Without much in the way of a plan two friends rode the 100 miles with Rea. Thousands of their fellow baby boomers did much the same. For the moment, it was the only place to be. The outpouring came in response to attacks by authorities on anti-war protests that had followed Nixon's announcement. Four students had been shot to death on the Kent State campus; two more students were killed at Jackson State. On Saturday, May 9, the demonstrators' collective sense of outrage was focused on Nixon.
The blistering heat added to the growing sense in the air that anything could happen. Before the program of speakers and singers began, as the burgeoning crowd was being funneled into the grassy ellipse south of the White House — the designated demonstration area — the morning’s temperature had already reached the upper 90s.
The White House grounds and Lafayette Park were surrounded by DC transit system buses, parked snugly end-to-end. Cops in riot gear were stationed inside the bus-wall perimeter every few yards.

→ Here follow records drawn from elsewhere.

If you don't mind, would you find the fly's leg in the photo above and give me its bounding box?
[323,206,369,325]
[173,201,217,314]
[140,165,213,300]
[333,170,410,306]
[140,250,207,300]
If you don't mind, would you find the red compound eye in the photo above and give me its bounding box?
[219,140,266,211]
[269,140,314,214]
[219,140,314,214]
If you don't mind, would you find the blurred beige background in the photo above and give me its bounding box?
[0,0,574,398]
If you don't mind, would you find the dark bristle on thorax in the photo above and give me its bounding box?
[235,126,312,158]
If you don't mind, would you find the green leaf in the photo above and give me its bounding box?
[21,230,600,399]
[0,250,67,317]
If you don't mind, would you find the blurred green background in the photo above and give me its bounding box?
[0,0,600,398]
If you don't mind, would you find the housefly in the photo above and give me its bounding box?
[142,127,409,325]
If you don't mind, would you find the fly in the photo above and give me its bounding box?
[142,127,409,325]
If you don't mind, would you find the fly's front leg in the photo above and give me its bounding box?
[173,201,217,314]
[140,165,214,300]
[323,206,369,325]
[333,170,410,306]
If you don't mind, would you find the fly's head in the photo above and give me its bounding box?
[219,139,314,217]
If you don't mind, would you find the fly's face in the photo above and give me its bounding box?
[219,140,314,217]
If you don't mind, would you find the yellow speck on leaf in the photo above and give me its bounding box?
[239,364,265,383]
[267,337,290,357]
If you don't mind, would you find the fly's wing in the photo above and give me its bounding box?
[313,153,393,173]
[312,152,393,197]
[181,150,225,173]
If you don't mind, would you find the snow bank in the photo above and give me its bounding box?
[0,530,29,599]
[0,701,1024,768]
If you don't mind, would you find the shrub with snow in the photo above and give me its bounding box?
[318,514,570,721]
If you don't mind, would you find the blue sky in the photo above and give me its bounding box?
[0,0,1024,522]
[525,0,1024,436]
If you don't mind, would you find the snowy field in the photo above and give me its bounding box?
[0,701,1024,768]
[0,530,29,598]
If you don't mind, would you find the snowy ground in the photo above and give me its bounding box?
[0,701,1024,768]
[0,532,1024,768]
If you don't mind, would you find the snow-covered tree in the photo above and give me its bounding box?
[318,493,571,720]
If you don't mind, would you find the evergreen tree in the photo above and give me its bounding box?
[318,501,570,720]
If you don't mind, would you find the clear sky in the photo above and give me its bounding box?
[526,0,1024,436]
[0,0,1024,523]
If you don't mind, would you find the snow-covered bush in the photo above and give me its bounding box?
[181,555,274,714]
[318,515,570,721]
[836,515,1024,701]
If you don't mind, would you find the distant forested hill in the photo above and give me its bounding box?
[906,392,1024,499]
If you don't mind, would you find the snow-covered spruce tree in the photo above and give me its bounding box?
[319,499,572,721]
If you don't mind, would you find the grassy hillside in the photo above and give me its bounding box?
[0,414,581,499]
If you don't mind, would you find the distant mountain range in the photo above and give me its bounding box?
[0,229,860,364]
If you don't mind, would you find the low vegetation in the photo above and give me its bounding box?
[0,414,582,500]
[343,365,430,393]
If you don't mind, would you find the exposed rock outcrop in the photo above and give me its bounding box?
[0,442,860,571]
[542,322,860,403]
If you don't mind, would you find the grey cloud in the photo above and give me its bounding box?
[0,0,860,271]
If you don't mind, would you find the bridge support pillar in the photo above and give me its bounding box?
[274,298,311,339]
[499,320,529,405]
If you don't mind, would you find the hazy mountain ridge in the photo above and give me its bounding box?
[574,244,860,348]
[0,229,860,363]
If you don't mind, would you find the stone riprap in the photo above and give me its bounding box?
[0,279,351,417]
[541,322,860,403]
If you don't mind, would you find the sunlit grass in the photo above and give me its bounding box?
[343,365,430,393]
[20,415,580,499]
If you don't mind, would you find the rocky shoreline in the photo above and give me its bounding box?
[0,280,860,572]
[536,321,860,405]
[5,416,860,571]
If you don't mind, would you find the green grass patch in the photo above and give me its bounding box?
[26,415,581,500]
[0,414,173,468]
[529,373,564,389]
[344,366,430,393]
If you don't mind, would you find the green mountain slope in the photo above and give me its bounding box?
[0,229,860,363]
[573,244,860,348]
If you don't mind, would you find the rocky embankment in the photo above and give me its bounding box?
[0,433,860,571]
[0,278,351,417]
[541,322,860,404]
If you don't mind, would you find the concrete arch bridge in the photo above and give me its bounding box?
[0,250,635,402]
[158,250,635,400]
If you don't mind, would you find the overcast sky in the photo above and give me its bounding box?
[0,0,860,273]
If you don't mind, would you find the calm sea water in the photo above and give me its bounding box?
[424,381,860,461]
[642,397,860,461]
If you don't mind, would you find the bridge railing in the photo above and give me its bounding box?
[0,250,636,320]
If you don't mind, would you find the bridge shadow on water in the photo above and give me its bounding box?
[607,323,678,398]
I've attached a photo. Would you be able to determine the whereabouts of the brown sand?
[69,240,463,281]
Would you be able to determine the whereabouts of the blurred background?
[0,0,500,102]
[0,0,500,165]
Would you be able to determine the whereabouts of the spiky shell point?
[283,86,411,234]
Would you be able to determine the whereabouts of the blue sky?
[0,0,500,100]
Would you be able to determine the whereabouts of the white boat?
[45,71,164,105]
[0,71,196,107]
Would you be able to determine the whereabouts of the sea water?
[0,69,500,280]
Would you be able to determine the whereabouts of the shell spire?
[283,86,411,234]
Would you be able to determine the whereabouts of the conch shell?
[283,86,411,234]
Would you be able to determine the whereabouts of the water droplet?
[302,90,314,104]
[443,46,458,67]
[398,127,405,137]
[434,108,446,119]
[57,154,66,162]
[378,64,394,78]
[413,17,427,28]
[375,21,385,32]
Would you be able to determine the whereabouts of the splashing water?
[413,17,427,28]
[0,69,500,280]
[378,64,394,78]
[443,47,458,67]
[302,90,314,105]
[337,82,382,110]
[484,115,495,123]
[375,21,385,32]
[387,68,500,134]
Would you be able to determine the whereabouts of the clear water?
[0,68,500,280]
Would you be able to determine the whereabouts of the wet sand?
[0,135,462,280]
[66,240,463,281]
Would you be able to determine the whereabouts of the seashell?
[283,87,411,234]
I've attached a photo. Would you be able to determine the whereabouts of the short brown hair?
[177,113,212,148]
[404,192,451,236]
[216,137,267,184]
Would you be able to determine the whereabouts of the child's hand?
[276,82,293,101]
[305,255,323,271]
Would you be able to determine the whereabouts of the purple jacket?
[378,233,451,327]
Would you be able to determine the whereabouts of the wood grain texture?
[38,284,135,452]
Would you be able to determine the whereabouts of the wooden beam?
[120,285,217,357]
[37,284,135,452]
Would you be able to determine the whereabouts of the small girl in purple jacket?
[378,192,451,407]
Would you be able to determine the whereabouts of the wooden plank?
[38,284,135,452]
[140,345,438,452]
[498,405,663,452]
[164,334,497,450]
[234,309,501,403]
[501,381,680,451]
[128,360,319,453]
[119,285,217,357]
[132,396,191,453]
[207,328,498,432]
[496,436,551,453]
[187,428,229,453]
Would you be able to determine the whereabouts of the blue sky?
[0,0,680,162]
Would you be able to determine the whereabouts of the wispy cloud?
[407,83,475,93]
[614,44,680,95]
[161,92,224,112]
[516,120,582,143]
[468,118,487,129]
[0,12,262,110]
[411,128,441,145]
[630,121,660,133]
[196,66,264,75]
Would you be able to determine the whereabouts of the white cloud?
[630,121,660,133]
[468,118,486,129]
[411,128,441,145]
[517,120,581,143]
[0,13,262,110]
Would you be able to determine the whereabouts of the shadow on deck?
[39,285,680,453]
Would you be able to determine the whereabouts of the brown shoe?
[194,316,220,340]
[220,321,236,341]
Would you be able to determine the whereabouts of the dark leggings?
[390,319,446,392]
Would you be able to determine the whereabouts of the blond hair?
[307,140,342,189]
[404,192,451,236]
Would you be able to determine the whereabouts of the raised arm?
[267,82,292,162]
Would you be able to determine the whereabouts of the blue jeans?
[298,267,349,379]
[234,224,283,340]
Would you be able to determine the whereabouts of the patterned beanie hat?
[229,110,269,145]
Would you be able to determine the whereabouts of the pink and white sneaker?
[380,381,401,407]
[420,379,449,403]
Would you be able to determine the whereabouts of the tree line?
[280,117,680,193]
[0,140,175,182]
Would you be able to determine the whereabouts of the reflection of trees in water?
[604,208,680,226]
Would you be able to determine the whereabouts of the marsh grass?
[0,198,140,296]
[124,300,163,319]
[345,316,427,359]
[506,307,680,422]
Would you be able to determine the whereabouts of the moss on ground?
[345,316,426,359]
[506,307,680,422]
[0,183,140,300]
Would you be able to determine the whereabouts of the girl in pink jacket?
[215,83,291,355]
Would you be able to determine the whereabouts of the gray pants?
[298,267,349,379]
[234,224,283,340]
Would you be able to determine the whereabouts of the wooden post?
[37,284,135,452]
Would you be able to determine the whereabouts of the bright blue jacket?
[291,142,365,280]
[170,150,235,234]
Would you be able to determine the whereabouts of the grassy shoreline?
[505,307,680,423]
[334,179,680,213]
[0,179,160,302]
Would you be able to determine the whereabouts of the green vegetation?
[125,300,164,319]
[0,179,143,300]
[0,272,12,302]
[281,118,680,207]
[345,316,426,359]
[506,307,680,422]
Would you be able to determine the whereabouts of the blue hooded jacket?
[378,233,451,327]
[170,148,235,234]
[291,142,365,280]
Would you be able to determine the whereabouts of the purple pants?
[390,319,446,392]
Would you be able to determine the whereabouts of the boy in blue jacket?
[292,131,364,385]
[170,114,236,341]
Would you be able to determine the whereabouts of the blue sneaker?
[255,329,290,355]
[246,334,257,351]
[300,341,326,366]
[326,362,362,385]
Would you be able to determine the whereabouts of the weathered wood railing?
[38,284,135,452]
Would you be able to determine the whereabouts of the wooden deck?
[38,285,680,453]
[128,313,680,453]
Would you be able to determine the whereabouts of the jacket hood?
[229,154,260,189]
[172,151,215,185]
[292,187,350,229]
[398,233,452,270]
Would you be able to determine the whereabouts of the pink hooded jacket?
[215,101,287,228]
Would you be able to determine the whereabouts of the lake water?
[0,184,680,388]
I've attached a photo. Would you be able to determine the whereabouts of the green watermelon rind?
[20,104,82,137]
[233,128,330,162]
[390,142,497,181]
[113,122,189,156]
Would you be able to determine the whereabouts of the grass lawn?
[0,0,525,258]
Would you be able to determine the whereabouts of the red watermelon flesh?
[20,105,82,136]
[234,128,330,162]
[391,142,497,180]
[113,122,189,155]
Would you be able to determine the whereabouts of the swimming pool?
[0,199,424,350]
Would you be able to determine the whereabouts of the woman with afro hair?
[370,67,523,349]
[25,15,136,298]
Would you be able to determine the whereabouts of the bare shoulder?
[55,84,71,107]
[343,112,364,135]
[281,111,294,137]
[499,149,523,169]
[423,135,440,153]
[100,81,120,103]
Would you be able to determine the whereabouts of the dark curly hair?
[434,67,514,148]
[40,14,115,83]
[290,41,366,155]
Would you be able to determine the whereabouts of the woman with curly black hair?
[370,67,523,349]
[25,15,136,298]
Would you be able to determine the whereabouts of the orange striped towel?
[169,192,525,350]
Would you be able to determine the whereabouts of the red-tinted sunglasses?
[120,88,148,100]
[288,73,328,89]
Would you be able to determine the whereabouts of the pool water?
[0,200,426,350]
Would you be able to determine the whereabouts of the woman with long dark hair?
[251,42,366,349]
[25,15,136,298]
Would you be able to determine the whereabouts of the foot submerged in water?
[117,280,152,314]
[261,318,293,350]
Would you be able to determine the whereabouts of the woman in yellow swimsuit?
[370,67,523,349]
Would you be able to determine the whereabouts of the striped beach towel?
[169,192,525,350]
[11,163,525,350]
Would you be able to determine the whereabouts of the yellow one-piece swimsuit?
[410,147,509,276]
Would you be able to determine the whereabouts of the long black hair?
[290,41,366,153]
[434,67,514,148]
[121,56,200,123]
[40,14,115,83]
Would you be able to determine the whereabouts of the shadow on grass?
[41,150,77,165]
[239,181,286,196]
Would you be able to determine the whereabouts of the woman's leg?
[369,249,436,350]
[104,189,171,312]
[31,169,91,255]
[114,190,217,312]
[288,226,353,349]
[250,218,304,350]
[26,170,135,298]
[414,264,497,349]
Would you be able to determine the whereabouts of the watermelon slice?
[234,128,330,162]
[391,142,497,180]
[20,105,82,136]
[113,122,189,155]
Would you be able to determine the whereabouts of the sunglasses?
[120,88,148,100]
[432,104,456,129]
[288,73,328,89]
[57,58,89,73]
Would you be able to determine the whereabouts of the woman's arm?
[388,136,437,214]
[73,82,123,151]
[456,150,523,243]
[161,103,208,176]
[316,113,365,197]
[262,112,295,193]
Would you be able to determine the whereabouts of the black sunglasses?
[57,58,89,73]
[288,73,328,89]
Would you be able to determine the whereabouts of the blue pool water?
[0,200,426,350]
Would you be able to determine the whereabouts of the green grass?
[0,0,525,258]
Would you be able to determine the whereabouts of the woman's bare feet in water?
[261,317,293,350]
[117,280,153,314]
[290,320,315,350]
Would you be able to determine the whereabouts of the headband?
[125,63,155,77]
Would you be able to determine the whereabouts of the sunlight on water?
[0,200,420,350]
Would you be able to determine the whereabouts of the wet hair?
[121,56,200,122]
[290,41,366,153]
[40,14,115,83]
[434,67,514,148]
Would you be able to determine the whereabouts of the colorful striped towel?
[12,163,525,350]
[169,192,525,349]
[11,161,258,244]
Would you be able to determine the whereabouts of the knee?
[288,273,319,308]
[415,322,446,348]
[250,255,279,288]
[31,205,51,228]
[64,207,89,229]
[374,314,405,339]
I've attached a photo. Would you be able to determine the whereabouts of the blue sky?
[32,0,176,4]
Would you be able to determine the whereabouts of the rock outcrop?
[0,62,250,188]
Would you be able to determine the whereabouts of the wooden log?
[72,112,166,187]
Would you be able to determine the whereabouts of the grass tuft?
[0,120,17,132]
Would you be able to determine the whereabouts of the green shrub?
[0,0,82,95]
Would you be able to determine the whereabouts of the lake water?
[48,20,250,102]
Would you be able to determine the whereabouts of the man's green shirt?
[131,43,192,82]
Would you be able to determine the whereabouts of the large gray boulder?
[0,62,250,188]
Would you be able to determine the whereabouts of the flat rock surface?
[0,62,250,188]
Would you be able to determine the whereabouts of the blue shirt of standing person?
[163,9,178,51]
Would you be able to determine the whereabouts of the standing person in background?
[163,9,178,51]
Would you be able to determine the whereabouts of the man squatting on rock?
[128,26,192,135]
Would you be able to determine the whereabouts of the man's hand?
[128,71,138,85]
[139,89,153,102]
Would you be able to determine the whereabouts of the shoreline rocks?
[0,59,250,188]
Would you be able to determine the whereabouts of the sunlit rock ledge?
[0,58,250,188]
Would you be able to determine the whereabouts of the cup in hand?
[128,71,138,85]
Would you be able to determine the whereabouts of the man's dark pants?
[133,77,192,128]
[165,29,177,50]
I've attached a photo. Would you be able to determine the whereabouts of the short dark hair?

Estimates ranged widely but most reports characterized the size of the crowd at well over 100,000. In those days crowd-estimators frequently let their politics color their numbers, so there may have been 200,000 there. Home-made signs were everywhere, including a sprinkling of placards that denounced the mostly young war protesters. The smell of burning pot gave the gathering a Rock ‘n’ Roll festival feel, too.
Unlike the other large anti-war demonstrations of that era, which were planned for weeks in advance, if not months, this time it all fell together spontaneously. Many of them had never before marched in protest or support of war, or anything else, had felt moved to drop whatever they were doing, to set out for Washington, D.C. — to live in the moment.
As a convoy of olive drab military vehicles drove into the park area many in the crowd booed. When it turned out the uniformed troops were bringing in bottled water for the thirsty, the booing stopped. Dehydration was a problem that cloudless day.
After the last speaker’s presentation, the ever-present police stood by watching as thousands of citizens spilled out of the park area, to stretch a line of humanity all the way around the wall of buses. The idea in the air was that whether he liked it or not President Richard Nixon, who stayed hidden from view inside the White House, would at least hear the crowd’s anti-war chants.
The demonstration flowed north, then west, from one block to the next. Long lenses peered down from the roofs of those distinctively squat DeeCee buildings. Fully-equipped soldiers were crammed into basements, visible in the doorways, awaiting further orders.
Many of them must have been scared they might be ordered to fire upon their fellow Americans. If they weren't afraid that could happen, who knows what they were thinking?
Hippies who had been wading in a fountain to cool off scaled a statue to get a better look. A few minutes later a cheer went up because a determined kid had managed to get on top of a bus to wave a Viet Cong flag. When the cops hauled the flag-waving disposable hero off, a commotion ensued, briefly ... only to fade into the larger commotion.
Soon the scent of tear gas spiced the air...
The next day I was back in Richmond for yet another gathering of my generation. Staged in Monroe Park, Cool-Aid Sunday featured plenty of live music. Information booths and displays were set up by the Fan Free Clinic, Jewish Family Services, Rubicon (a dry-out clinic for drug-users), the local Voter Registrar’s office and Planned Parenthood.
Although it was not exactly a political rally the crowd assembled in Monroe Park, while much smaller, was rather similar in its overall look to the one the day before in Washington.
As I remember it, there were no reports about anyone being seriously injured at Saturday’s tense anti-war demonstration. Then, ironically, Wilmer Curtis Donivan Jr. -- a 17-year-old boy -- was killed on Sunday in the park in Richmond, when a four-tier cast iron fountain he had scaled suddenly toppled.
The photograph of Donivan falling to his death that ran on the front page of the Richmond Times-Dispatch on the next day, May 11, 1970, is one I’ll never forget.
No doubt, the convergence of strong feelings from the extraordinary week that had preceded Cool-Aid Sunday had set the scene. Shortly before Donivan fell, I remember seeing him on the fountain, seemingly caught up in much the same spirit as the hippies climbing on statues the day before.
Without that week’s unique momentum Donivan may not have felt quite so moved to demonstrate his conquest of that old fountain. Witnesses said he was rocking it back and forth, just before it crumbled.
The way that Sunday afternoon’s be-in ended with tragedy was burned into the memory of hundreds of young Americans who had gathered outdoors, to celebrate being alive and free to pursue their happiness peacefully.
In those days the USA was becoming ever more bitterly divided over the Vietnam War. Every night on the televised news the death counts were announced -- numbers appeared next to little flags on the screen that represented the armed forces at war. It was a time in which living in the moment was killing off the young and unlucky … wherever they were.